Yesterday, another vendor marketing statement was posted on TSS. I usually ignore these, but when it is about data management, I just have to reply. What is always surprising to me is how little we Java developers still know about data management. Here is a statement made by Maxim Kramarenko in the discussion thread:
"OO/network DBMS can be very useful when you need to handle large hierarchies - simple graph navigation can be times more fast and simple way to fetch data then SQL. Even ORACLE START WITH/CONNECT BY statement works VERY slow for hierarchies."

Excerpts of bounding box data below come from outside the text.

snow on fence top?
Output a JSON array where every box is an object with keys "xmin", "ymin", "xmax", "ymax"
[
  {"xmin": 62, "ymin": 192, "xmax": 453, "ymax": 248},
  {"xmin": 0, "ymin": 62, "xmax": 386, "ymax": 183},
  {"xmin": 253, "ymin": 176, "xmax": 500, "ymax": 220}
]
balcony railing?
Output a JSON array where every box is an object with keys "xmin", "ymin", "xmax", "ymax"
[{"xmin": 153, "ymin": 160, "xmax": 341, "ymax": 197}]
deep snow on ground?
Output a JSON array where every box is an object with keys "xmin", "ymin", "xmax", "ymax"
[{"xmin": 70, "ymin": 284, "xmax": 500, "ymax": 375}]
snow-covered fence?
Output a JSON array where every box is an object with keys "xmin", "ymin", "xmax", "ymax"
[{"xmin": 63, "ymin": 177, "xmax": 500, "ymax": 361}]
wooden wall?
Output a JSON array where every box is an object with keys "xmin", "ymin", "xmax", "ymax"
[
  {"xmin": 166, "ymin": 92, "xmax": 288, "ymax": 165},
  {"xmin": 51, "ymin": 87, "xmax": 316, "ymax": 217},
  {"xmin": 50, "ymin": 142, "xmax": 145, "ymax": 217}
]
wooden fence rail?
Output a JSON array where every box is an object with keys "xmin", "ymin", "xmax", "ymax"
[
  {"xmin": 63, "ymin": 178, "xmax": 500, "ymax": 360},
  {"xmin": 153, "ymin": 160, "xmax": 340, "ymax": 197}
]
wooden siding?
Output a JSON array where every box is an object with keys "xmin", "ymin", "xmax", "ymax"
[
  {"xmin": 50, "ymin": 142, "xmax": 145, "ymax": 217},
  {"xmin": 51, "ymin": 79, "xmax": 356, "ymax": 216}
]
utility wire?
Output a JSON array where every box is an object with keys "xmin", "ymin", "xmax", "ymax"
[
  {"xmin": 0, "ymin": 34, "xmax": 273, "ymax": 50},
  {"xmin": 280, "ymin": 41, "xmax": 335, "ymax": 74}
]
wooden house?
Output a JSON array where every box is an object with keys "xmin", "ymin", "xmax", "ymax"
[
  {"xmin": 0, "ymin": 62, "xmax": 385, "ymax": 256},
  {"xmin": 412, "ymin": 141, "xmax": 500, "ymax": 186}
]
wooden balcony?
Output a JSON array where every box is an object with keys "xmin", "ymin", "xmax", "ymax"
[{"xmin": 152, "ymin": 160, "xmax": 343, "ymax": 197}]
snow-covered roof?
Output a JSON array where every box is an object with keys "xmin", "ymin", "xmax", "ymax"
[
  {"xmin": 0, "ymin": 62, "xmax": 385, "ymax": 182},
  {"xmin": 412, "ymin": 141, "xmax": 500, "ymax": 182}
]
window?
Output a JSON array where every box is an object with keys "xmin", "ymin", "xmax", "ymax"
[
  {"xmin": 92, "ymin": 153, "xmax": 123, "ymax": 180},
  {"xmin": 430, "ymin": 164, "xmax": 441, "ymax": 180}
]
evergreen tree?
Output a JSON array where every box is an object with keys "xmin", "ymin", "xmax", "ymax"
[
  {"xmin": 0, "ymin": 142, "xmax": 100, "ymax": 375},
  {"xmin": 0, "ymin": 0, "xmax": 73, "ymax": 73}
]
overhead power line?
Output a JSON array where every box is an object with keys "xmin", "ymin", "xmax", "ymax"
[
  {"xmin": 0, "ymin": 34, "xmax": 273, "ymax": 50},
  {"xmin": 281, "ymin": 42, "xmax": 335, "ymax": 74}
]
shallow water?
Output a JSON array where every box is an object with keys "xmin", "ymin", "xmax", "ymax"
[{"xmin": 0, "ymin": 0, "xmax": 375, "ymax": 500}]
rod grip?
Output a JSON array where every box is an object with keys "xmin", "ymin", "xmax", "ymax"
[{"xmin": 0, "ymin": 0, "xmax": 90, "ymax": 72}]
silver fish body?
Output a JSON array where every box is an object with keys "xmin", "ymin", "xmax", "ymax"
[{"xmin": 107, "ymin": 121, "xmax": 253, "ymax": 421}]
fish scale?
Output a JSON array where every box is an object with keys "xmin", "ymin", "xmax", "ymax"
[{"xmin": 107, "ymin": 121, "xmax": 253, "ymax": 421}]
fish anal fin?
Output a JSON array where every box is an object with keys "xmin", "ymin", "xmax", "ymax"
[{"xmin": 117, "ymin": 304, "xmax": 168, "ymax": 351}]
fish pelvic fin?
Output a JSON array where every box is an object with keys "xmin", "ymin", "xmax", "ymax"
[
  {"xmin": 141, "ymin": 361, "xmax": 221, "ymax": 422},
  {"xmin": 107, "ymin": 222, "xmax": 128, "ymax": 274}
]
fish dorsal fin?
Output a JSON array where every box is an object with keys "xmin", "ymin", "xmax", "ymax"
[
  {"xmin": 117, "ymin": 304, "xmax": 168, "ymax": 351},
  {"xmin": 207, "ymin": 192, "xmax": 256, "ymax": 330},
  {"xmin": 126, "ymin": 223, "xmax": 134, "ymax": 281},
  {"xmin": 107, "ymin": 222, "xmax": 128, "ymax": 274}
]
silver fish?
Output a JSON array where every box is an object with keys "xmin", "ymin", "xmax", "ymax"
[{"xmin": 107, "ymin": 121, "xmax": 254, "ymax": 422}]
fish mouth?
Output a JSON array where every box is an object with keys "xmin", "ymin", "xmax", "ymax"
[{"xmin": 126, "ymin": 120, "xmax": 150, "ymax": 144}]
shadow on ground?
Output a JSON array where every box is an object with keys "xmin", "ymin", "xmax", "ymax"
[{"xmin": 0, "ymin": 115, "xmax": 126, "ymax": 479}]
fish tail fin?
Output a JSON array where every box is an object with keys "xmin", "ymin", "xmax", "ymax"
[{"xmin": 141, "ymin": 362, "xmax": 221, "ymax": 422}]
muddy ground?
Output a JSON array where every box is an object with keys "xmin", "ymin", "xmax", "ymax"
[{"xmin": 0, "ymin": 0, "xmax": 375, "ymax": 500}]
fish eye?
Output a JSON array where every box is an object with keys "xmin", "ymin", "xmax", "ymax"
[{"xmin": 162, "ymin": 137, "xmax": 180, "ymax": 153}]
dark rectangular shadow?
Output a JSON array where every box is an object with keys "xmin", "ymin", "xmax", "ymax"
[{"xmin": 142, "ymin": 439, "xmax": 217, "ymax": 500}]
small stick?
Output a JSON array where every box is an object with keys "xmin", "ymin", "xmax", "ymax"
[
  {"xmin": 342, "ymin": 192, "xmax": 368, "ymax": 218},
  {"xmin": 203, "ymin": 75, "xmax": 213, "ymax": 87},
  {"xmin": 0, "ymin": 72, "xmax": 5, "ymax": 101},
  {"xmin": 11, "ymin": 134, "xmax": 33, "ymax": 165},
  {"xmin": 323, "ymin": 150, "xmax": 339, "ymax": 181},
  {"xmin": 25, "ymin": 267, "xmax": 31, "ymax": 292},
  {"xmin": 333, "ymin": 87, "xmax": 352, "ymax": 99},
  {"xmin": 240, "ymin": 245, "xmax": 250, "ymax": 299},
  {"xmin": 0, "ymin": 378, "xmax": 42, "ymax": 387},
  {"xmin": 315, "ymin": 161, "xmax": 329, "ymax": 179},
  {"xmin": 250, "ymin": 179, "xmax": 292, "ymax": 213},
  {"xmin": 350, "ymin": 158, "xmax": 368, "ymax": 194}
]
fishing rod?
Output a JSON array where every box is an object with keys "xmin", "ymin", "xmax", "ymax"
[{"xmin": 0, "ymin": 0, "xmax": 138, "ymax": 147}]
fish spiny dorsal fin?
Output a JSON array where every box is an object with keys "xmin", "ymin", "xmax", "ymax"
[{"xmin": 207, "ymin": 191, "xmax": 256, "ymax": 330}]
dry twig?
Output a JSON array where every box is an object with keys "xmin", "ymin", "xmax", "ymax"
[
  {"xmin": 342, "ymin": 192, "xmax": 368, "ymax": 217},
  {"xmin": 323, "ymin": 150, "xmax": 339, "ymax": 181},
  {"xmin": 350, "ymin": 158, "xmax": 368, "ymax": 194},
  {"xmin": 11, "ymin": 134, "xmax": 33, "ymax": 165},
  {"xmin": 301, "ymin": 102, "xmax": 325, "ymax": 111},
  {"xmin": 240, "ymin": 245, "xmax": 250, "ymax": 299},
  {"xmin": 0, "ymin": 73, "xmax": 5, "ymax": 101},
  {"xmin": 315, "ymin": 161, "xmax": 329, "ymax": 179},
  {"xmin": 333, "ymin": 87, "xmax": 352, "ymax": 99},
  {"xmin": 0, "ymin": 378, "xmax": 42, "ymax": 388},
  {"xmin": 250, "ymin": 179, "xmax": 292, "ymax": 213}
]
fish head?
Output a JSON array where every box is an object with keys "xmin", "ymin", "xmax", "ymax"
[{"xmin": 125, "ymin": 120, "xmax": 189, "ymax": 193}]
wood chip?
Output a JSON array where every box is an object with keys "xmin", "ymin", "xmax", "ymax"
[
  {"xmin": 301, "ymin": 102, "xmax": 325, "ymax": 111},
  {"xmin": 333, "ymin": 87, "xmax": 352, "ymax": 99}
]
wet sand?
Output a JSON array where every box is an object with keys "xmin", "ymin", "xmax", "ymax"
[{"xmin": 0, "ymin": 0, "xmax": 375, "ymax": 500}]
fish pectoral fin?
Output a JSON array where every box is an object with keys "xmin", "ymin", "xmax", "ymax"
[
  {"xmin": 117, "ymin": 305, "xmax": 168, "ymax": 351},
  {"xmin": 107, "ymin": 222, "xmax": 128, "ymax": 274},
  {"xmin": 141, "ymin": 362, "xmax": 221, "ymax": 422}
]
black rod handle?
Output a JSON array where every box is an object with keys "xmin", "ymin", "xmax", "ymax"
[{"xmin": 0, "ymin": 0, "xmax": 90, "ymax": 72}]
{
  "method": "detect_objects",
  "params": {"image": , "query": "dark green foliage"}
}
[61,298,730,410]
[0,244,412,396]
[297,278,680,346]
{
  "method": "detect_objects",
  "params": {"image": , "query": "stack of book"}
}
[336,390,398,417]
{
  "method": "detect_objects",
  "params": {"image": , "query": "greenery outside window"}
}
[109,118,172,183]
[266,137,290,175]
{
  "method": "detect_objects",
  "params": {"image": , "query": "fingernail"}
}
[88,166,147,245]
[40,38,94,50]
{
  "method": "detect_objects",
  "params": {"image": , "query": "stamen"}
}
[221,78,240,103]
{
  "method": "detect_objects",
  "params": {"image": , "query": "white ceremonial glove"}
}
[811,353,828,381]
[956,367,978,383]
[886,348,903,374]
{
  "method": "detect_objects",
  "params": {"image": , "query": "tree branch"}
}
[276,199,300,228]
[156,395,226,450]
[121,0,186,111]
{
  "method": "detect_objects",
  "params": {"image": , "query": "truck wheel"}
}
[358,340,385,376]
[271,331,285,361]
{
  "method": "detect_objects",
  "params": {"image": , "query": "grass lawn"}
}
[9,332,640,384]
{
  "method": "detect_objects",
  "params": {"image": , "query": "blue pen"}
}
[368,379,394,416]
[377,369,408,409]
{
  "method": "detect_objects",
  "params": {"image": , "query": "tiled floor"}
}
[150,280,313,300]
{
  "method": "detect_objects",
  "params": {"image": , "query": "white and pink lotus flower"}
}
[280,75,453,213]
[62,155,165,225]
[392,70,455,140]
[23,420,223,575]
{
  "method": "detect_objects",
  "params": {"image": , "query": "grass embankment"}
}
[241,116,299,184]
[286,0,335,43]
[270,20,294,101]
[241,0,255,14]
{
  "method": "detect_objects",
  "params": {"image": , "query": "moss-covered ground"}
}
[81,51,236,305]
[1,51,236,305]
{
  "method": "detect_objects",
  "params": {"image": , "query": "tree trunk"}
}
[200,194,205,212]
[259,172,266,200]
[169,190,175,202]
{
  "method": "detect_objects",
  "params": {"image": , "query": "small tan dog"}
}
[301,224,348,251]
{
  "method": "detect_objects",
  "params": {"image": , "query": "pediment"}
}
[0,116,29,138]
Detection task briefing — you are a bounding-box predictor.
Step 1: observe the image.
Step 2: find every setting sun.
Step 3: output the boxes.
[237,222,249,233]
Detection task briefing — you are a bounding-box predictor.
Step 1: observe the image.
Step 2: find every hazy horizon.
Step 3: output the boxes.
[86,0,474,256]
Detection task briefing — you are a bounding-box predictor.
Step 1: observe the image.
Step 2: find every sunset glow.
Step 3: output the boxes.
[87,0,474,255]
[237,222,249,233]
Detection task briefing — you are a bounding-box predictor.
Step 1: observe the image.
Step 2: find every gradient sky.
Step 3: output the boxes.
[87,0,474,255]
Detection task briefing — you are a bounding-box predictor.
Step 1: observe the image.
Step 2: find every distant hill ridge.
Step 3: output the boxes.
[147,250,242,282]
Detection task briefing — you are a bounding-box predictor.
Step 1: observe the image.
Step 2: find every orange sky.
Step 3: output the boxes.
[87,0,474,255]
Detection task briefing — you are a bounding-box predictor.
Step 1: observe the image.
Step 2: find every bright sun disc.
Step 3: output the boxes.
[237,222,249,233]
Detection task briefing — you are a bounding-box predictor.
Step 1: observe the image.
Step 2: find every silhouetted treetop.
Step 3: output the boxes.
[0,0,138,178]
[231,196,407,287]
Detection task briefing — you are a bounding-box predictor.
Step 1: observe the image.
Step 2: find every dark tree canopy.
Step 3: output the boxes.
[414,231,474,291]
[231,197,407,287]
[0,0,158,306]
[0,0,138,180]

Now, this statement has several fundamentally different (and important) things mixed together, and in the end confuses everyone more than it helps. I expressed my disbelief (yes, I should have been more verbose and friendly...) and then was asked to contribute to the discussion. Here is my (rather long) response:
I'm using the EXPLODE operator provided by my database management system if I'd like to get a hierarchical view of my data (which is the most common operation when it cames to data hierarchies, I think). If no such operator is available or if I find its performance characteristics unacceptable I call my DBMS vendor and complain until they fix it. Of course, I only do that after optimizing my query execution plans, etc. (this should eliminate most issues).
If all of this is not sufficient, I might consider using a nested set model or materialized path to represent my tree information, variations of the simple adjacency list. Again, this is certainly the last step I'd take (which still happens way too often with the poor quality of the SQL products we have today), and is highly likely only acceptable for read-mostly trees. What we have in SQL, the recursive WITH foo as () or the proprietary CONNECT BY variation, is not neccessarily what I have in mind if I think about a good EXPLODE operator. But see below for a reference with a better and complete explanation.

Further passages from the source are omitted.